A crew from CNN showed up in January at Spain Elementary-Middle School in Detroit, and here’s what it found: The children seldom used their gym because the floor was warped from rain damage. The playground was deemed unsafe, so even on the nicest of days, the students played in the hallways during recess. And teachers and staff complained about poor heating and air, a lack of supplies, and a “cycle of neglect.”
Since then, the school received good news about its future — celebrities Ellen DeGeneres and Justin Bieber stepped in to raise money and awareness for repairs and supplies. Lowe’s agreed to donate $500,000, which will no doubt make a big difference. But more recently we’ve learned that the ailing Detroit Public Schools system needs more than an infusion of money. It also needs an infusion of morals.
Prosecutors announced in late March that they had charged a Detroit businessman and 13 current or former principles — including the principal at Spain — in an alleged kickback scheme. The government claims the businessman paid the school employees $900,000 from 2002 to 2015; in exchange, his company billed the district for around $2.7 million for supplies the schools never received.
Barbara McQuade, U.S. Attorney for the Eastern District of Michigan, summed it up well when she said, “A case like this is a real punch in the gut for those who are trying to do the right thing.”
It seems to me the Detroit Public Schools is overrun by what I call “shadow cultures” — the cultures that hide in the darkness and operate counter to what everyone publicly acknowledges is right. I believe people, sometimes very good people, slip into these shadow cultures when they fall away from the values of transparent leadership. And it will take a return to such values to lead the schools out of the shadows.

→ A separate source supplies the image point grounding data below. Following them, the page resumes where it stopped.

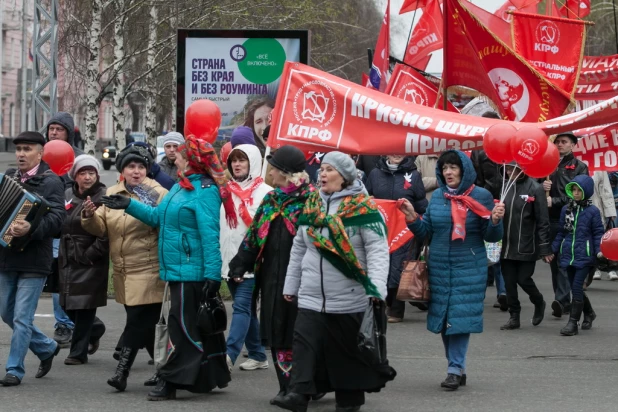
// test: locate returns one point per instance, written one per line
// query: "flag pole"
(444, 59)
(615, 25)
(405, 49)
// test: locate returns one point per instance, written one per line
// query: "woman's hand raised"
(408, 210)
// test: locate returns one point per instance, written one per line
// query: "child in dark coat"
(578, 243)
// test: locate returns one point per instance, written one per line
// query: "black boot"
(576, 311)
(589, 315)
(153, 380)
(452, 382)
(119, 380)
(512, 323)
(539, 313)
(293, 402)
(162, 392)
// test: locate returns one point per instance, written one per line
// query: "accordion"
(17, 204)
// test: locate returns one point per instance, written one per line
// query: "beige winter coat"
(133, 249)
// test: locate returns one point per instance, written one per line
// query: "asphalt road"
(531, 369)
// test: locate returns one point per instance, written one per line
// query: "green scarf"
(358, 210)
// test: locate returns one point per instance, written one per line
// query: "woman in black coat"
(396, 177)
(83, 263)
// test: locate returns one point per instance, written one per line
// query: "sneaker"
(63, 335)
(252, 364)
(228, 360)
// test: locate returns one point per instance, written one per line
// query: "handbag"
(162, 334)
(414, 283)
(493, 252)
(211, 315)
(372, 333)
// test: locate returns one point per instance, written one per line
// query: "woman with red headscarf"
(188, 222)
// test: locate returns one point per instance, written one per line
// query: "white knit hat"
(173, 137)
(82, 161)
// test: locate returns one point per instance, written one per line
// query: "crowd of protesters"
(304, 253)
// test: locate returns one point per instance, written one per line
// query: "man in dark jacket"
(23, 272)
(526, 238)
(394, 178)
(62, 127)
(568, 168)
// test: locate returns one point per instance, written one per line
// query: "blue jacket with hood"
(457, 268)
(579, 247)
(188, 222)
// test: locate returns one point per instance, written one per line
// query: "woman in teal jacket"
(190, 260)
(459, 218)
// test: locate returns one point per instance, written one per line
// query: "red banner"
(526, 6)
(554, 46)
(398, 232)
(319, 112)
(427, 35)
(598, 78)
(598, 147)
(411, 86)
(411, 5)
(478, 59)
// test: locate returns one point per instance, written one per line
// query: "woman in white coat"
(248, 189)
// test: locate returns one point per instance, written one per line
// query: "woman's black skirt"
(326, 356)
(196, 363)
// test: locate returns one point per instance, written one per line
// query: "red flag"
(409, 85)
(411, 5)
(478, 59)
(379, 67)
(575, 9)
(598, 78)
(427, 35)
(398, 232)
(553, 45)
(526, 6)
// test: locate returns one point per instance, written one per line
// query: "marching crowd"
(303, 252)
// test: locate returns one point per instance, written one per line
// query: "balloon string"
(510, 184)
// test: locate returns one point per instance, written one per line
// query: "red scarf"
(245, 197)
(460, 204)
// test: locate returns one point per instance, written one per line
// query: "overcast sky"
(400, 29)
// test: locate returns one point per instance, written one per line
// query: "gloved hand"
(116, 201)
(211, 288)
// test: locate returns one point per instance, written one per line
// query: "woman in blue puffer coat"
(459, 218)
(190, 260)
(578, 243)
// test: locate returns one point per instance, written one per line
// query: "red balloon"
(202, 120)
(59, 155)
(225, 152)
(609, 244)
(496, 142)
(529, 145)
(546, 165)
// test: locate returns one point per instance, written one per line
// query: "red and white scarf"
(460, 204)
(245, 197)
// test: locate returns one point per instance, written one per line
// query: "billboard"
(239, 70)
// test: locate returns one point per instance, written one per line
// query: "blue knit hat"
(242, 135)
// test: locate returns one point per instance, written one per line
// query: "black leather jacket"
(568, 168)
(526, 222)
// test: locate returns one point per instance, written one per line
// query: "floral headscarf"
(203, 160)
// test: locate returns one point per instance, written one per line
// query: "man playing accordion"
(23, 271)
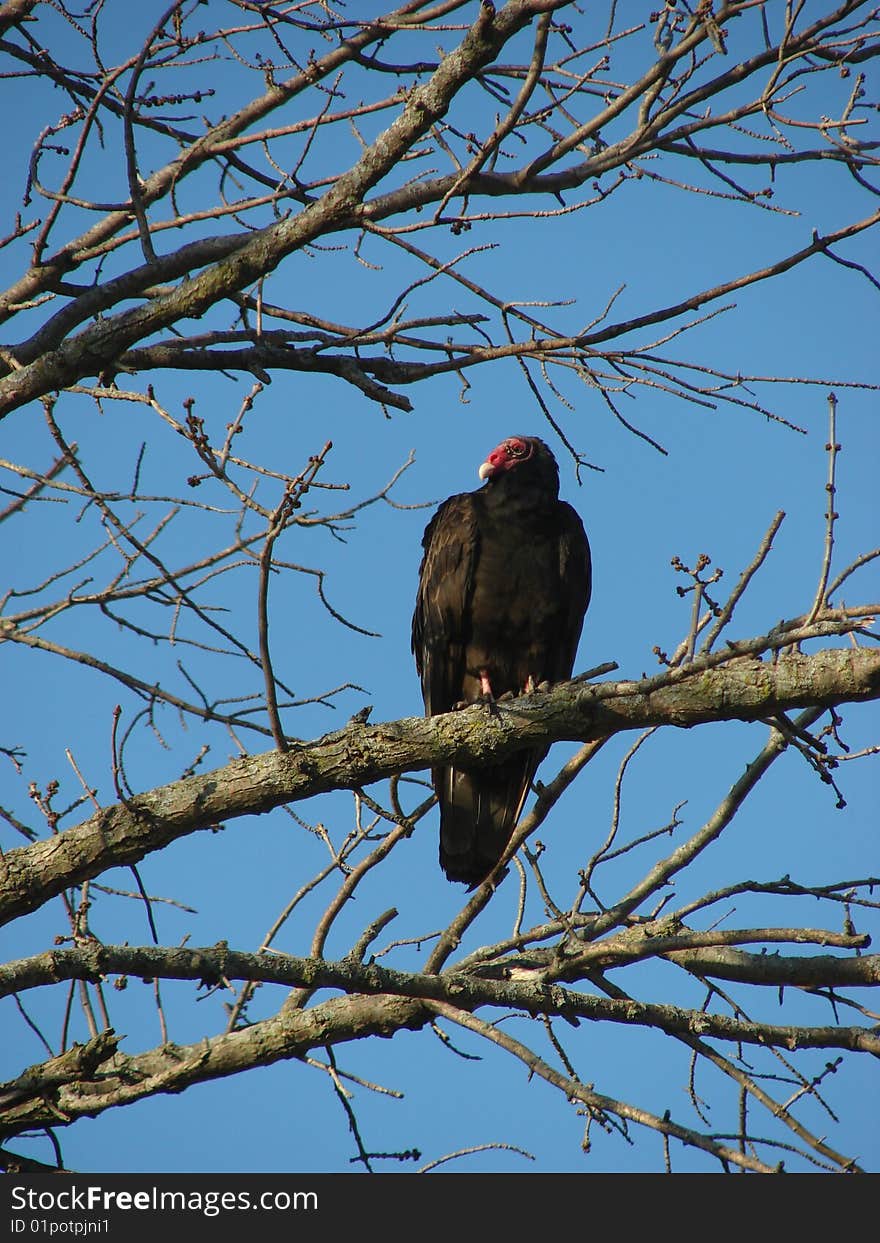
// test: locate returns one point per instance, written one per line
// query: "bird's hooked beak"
(494, 465)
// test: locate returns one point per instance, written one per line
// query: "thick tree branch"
(743, 690)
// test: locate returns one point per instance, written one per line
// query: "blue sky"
(726, 472)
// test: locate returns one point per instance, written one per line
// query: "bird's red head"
(507, 455)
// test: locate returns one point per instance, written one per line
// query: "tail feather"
(479, 811)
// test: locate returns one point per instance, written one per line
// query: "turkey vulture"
(504, 586)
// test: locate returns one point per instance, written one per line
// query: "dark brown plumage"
(504, 587)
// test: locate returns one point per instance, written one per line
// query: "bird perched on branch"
(504, 586)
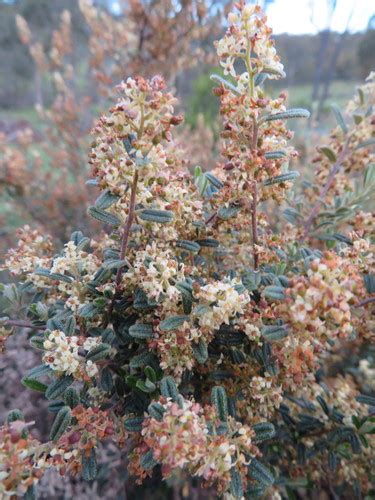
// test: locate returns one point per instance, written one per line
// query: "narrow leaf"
(61, 423)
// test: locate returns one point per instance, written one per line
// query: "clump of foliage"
(208, 346)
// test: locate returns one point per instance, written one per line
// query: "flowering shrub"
(207, 345)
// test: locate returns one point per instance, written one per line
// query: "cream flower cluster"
(223, 303)
(33, 250)
(186, 438)
(321, 302)
(248, 36)
(81, 267)
(62, 354)
(156, 271)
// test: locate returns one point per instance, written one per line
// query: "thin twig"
(124, 242)
(23, 324)
(315, 210)
(254, 226)
(364, 302)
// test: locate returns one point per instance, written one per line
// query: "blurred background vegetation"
(321, 67)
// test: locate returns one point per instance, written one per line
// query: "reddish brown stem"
(364, 302)
(127, 227)
(23, 324)
(254, 225)
(254, 203)
(315, 210)
(124, 242)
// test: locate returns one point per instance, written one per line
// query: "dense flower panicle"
(62, 354)
(248, 35)
(321, 301)
(156, 271)
(186, 438)
(33, 250)
(223, 303)
(193, 333)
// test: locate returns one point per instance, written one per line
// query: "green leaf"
(114, 263)
(286, 115)
(156, 411)
(71, 397)
(150, 373)
(15, 415)
(134, 424)
(33, 384)
(275, 155)
(201, 182)
(61, 423)
(369, 177)
(260, 78)
(200, 351)
(145, 386)
(147, 461)
(226, 213)
(142, 359)
(274, 292)
(264, 431)
(141, 331)
(106, 380)
(214, 180)
(274, 332)
(339, 118)
(329, 153)
(366, 400)
(208, 242)
(102, 216)
(39, 371)
(106, 199)
(288, 176)
(89, 465)
(260, 473)
(88, 311)
(369, 281)
(189, 246)
(37, 341)
(220, 401)
(366, 144)
(99, 352)
(31, 493)
(224, 82)
(273, 71)
(168, 388)
(236, 488)
(70, 325)
(173, 322)
(159, 216)
(58, 387)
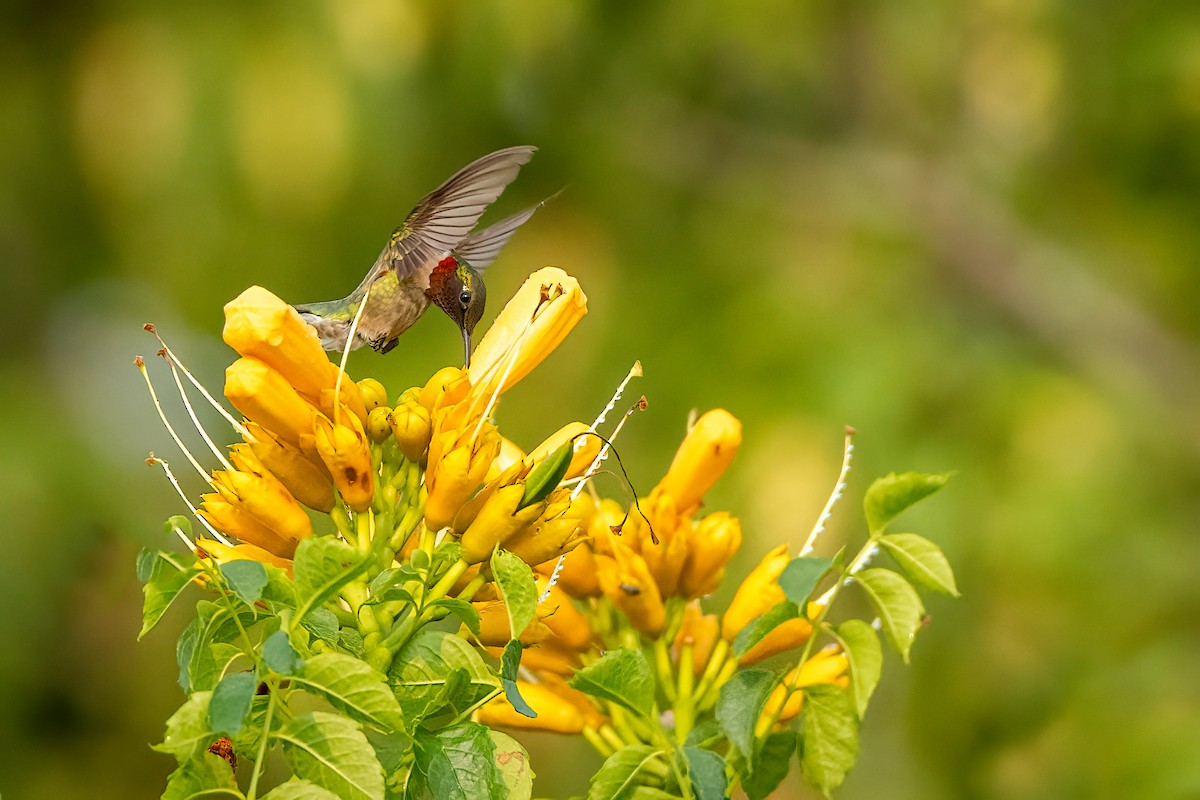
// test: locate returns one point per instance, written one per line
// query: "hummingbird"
(432, 257)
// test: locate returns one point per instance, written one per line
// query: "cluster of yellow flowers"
(433, 465)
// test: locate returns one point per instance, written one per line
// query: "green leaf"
(246, 578)
(739, 705)
(187, 729)
(801, 577)
(513, 763)
(622, 773)
(352, 686)
(299, 791)
(761, 626)
(519, 591)
(322, 566)
(547, 474)
(423, 675)
(208, 776)
(831, 737)
(862, 647)
(165, 578)
(772, 765)
(279, 655)
(888, 497)
(897, 603)
(622, 677)
(510, 662)
(231, 703)
(331, 751)
(922, 560)
(706, 771)
(457, 763)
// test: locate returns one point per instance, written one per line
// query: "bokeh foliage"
(967, 229)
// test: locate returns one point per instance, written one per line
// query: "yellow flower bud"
(265, 498)
(343, 447)
(232, 518)
(757, 593)
(497, 522)
(703, 456)
(223, 553)
(412, 427)
(785, 636)
(496, 631)
(533, 323)
(309, 483)
(267, 397)
(629, 584)
(697, 631)
(826, 667)
(713, 542)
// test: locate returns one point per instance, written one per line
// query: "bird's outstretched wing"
(448, 214)
(481, 247)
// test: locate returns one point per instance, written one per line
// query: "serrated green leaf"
(437, 669)
(166, 577)
(622, 773)
(513, 763)
(801, 577)
(831, 737)
(706, 773)
(888, 497)
(457, 763)
(761, 626)
(922, 560)
(514, 578)
(246, 578)
(623, 677)
(772, 765)
(187, 729)
(739, 705)
(299, 791)
(352, 686)
(547, 474)
(862, 647)
(208, 776)
(897, 603)
(322, 566)
(279, 655)
(331, 751)
(231, 703)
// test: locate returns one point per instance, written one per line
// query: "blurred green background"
(967, 229)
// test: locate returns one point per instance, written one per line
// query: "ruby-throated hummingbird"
(431, 256)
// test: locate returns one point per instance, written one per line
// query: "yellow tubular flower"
(786, 636)
(714, 541)
(577, 577)
(629, 584)
(225, 553)
(497, 522)
(309, 483)
(496, 631)
(347, 455)
(412, 427)
(697, 630)
(757, 593)
(556, 714)
(533, 323)
(267, 397)
(235, 521)
(703, 456)
(262, 495)
(826, 667)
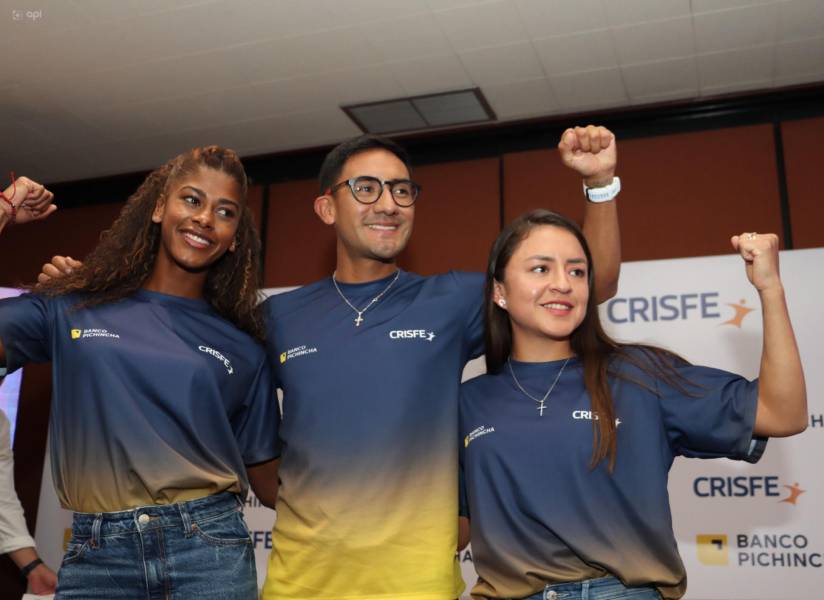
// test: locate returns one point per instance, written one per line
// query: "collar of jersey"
(170, 300)
(369, 287)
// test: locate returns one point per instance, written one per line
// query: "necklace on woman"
(541, 401)
(359, 318)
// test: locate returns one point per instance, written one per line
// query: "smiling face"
(198, 217)
(371, 232)
(545, 290)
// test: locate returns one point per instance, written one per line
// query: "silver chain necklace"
(359, 318)
(541, 401)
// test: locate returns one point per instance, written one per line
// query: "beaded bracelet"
(13, 214)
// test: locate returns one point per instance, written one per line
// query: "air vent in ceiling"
(446, 109)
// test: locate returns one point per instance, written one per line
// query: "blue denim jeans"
(604, 588)
(199, 549)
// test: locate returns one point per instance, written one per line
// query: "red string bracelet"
(9, 202)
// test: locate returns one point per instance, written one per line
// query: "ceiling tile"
(502, 64)
(736, 66)
(407, 38)
(630, 12)
(577, 52)
(104, 11)
(799, 79)
(796, 58)
(431, 74)
(492, 24)
(354, 12)
(736, 28)
(662, 97)
(702, 6)
(655, 40)
(446, 4)
(308, 54)
(663, 77)
(561, 17)
(245, 21)
(590, 89)
(521, 99)
(736, 87)
(800, 19)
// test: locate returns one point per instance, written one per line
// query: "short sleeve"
(463, 500)
(716, 419)
(471, 290)
(25, 330)
(256, 426)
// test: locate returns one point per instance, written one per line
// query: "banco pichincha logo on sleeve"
(297, 352)
(92, 332)
(678, 307)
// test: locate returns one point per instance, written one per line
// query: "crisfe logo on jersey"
(219, 356)
(412, 334)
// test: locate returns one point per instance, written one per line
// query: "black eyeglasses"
(367, 189)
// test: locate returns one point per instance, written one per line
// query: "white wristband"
(603, 194)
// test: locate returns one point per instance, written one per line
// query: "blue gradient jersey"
(156, 399)
(367, 506)
(540, 515)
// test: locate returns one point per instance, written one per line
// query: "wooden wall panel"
(70, 232)
(684, 194)
(299, 247)
(803, 157)
(537, 179)
(457, 217)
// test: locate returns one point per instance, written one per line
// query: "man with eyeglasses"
(369, 361)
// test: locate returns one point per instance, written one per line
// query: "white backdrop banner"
(745, 532)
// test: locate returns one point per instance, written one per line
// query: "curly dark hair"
(125, 256)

A culture like Detroit’s can feel hopeless at times. Leaders can develop a “why bother” attitude that can put them on a slippery slope toward justifying inaction or, worse, selfish and even illegal actions. But if leaders will filter their decisions through the right values, they can operate with transparency and build trust.
The schools in Detroit face some huge challenges right now, and they won’t win their battles overnight. Nor will money solve their problems. What they need is strong leaders who will operate with integrity and restore trust through transparency.